En aquel tiempo en el que nació Diego Rodríguez en La Cañada de San Urbano, el pan era como el jamón ahora para nosotros, y el jamón, claro, era tan inalcanzable como la luna; en ese tiempo remoto, en el que Diego fue creciendo junto al molino maquilero de su padre, en esa aldea laboriosa de cortijos y establos, los fielatos controlaban como un general los pasos de alimentos de los pueblos a la ciudad; en ese tiempo, también, los carros cargados de haces de trigo sobre el lomo de las mulas aparecían por el Paseo del Príncipe, mientras que menesterosos se dedicaban a coger las espigas derramadas, como quienes recogían pepitas de oro, para después sacar con ellas algún celemín de harina de algún molino generoso.
Durante años y siglos, la principal industria de los pueblos pequeños almerienses, según registra Madoz en su diccionario decimonónico, era la de la harina. Cada municipio contaba con algún molino para abastecer a los vecinos, con ello hacían la creciente que después llevaban a cocer al horno. El molinero cobraba casi siempre en especie (maquila) que después trocaba por pescado, aceite o huevos.
En ese tiempo muchos de los molinos eran hidráulicos, como el del Tarahal en Cuevas: el agua llegaba a través del cárcavo que hacía mover la piedra; otros eran de estilo manchego como el de Fernán Pérez o el del Campillo de los Genoveses.

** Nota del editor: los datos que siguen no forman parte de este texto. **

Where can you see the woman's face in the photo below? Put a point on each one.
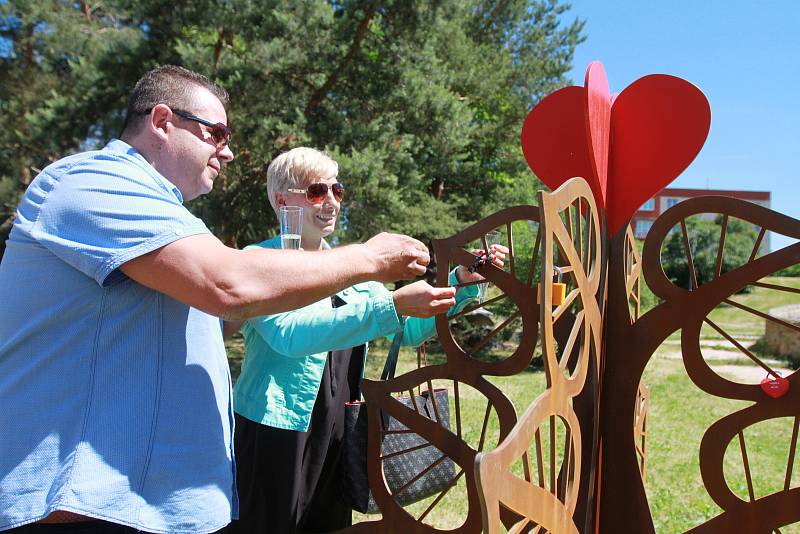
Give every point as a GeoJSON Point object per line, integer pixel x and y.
{"type": "Point", "coordinates": [319, 220]}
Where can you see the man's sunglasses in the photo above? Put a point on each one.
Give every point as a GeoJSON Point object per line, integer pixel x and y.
{"type": "Point", "coordinates": [315, 193]}
{"type": "Point", "coordinates": [220, 133]}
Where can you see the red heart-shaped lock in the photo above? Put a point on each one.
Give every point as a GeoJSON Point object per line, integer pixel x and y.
{"type": "Point", "coordinates": [775, 386]}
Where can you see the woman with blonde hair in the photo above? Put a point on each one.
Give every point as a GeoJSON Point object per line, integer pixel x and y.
{"type": "Point", "coordinates": [302, 366]}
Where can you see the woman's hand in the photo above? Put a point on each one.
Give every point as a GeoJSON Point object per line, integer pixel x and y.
{"type": "Point", "coordinates": [498, 255]}
{"type": "Point", "coordinates": [421, 299]}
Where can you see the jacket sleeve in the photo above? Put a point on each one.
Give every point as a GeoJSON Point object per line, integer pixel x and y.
{"type": "Point", "coordinates": [316, 329]}
{"type": "Point", "coordinates": [418, 330]}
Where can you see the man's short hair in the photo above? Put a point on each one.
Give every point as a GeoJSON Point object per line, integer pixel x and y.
{"type": "Point", "coordinates": [296, 169]}
{"type": "Point", "coordinates": [170, 85]}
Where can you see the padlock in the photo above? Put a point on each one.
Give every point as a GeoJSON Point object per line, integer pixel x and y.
{"type": "Point", "coordinates": [559, 289]}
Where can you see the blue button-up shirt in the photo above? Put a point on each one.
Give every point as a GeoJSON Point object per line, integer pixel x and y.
{"type": "Point", "coordinates": [115, 399]}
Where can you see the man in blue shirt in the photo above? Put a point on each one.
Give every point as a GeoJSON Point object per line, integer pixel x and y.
{"type": "Point", "coordinates": [114, 385]}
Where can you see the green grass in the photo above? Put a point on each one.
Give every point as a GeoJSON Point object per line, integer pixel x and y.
{"type": "Point", "coordinates": [680, 414]}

Diego Rodríguez nació en 1905 y cuando se emancipó de su padre, emigró a Los Molinos de Viento donde encontró a su mujer, María Pardo Forte, con la que tuvo once hijos: Diego, Joaquín, María, Adelaida, Ana, Carmen, Angeles, Josefa, Antonio y Eugenia. Allí siguió haciendo lo mismo que hacía su padre: convertir el grano en harina, el oficio más antiguo del mundo. Era joven y trabajaba como un cosaco día y noche, durmiendo encima de los sacos de cereal, enfrente de la puerta del Ingenio, junto a otros célebres molinos como el de los Díaz.

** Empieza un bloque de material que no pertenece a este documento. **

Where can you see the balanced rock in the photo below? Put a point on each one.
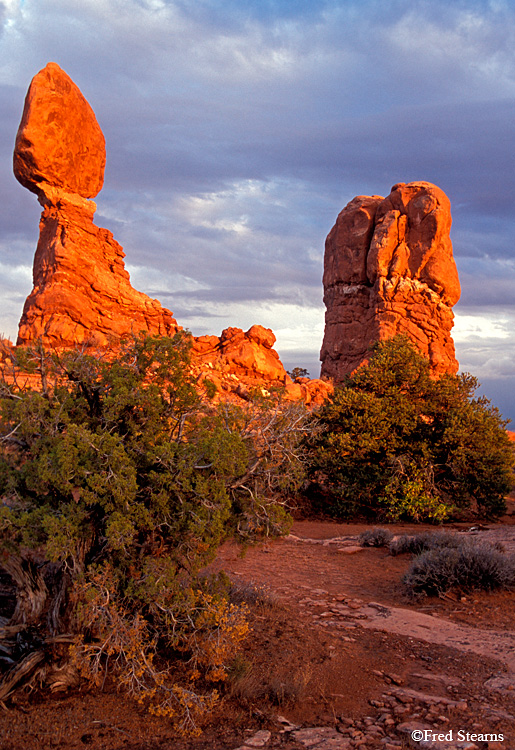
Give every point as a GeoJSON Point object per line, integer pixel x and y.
{"type": "Point", "coordinates": [82, 293]}
{"type": "Point", "coordinates": [239, 361]}
{"type": "Point", "coordinates": [389, 269]}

Hasta que Diego decidió dar un paso tecnológico adelante en su vida cuando le encargó a Guillermo Langle que le diseñara una fábrica de harinas por cilindros, que bautizó con el nombre de San Antonio, y una vivienda, en un viejo solar que había adquirido con unos ahorros en la Avenida Calvo Sotelo, 7 (hoy Avenida de la Estación). Era el año 1944 y el grano estaba controlado entonces por el Estado y se adjudicaba por cupos a través de la Delegación Provincial de Abastecimientos, en la calle Aguilar Martell, y por el Servicio Provincial del Trigo, en el Paseo, cuyo jefe provincial era Pedro García, padre de Goyita García Ahumada, célebre propietaria del Hotel La Perla.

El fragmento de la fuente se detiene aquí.